Last year for St. Patty’s Day I made the Momofuku Grasshopper pie and two years ago I made these Guinness cupcakes with Bailey’s frosting;. I thought it was about time to bring out the Bailey’s again this time as the star in the form of cheesecake rather than frosting.


I was pleasantly surprised at how perfect these bars came out. The creamy Bailey’s filling is a nice complement to the chocolatey Oreo crust. There’s only half a tablespoon of Bailey’s per bar, but if you were really concerned about the alcohol, I think you could use the Bailey’s flavored coffee creamer as a substitute. Not as good if you ask me, but whatever works for you.
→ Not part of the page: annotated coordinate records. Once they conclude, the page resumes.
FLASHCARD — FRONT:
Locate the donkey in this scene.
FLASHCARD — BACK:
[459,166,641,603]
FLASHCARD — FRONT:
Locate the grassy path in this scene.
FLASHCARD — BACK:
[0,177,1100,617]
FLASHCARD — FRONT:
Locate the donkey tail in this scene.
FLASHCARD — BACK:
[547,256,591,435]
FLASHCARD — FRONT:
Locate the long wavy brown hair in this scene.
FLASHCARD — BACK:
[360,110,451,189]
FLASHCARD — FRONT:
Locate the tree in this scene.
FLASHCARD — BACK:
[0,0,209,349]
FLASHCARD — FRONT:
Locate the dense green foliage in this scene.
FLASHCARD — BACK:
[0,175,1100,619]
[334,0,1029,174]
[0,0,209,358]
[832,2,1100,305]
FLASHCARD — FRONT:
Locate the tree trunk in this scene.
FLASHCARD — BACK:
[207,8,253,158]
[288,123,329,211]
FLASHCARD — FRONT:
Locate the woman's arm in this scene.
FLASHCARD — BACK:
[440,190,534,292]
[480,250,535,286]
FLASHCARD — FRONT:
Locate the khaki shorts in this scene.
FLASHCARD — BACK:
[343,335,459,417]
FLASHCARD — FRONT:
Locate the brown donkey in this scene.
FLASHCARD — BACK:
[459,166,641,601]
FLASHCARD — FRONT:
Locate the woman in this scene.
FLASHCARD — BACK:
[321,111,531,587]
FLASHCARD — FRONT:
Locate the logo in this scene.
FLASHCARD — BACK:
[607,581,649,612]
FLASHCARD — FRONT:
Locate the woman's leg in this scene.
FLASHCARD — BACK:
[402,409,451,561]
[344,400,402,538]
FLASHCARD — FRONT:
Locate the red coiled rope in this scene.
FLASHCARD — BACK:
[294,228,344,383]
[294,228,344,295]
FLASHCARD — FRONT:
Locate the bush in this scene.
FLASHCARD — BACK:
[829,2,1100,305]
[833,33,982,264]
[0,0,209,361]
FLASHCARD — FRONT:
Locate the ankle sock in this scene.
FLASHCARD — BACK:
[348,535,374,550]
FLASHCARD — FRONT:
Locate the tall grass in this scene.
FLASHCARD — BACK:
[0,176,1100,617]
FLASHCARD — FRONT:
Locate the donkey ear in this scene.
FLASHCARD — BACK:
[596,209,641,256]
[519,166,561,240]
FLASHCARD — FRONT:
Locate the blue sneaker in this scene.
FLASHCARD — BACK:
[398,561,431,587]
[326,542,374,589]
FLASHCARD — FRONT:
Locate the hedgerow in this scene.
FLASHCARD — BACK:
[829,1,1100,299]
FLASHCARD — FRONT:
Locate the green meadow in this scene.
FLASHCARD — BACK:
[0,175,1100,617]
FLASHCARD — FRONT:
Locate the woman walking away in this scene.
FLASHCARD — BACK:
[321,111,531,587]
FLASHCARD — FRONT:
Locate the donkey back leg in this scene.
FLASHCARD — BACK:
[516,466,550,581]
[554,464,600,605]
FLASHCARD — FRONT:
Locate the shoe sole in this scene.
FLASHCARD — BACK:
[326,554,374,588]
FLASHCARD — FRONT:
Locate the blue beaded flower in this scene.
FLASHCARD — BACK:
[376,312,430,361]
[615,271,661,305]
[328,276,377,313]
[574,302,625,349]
I had to tell Dustin he couldn’t have two in a night (for health purposes) because they were that good!

Bailey’s Cheesecake Bars

yields 16 bars


  • 20 Oreos
  • 5 tablespoons unsalted butter, melted
  1. Preheat the oven to 350º. Line a 9″x9″ baking pan with aluminum foil, leave some hanging over the edge to act as a handle.
  2. Pulse the Oreos in a food processor until the cookies resemble fine crumbs.
  3. Mix in a medium-sized bowl with the melted butter.
  4. Gently press the Oreos into the baking sheet.
  5. Bake for 9-10 minutes.
  6. Allow to cool while making the filling.


  • 16 ounces cream cheese, softened
  • 1/2 cup granulated sugar
  • 1/4 cup milk
  • 1/2 cup Bailey’s Irish Cream
  • 3 large eggs, room temperature
  • 2 tablespoons all-purpose flour
  • 1 teaspoon vanilla extract
  1. Mix the cream cheese in the bowl of a stand mixer until smooth.
  2. Add in the sugar, milk, and Bailey’s and mix.
  3. Add in the eggs, one at a time, beating after each addition.
  4. Add in the flour and vanilla extract and mix.
  5. Spread the cream cheese mixture on top of the crust (you will have a little bit left over).
  6. Bake for 30 minutes.
  7. Allow to cool at room temperature for about an hour.
  8. Cover with aluminum foil and allow to sit in the refrigerator overnight before slicing.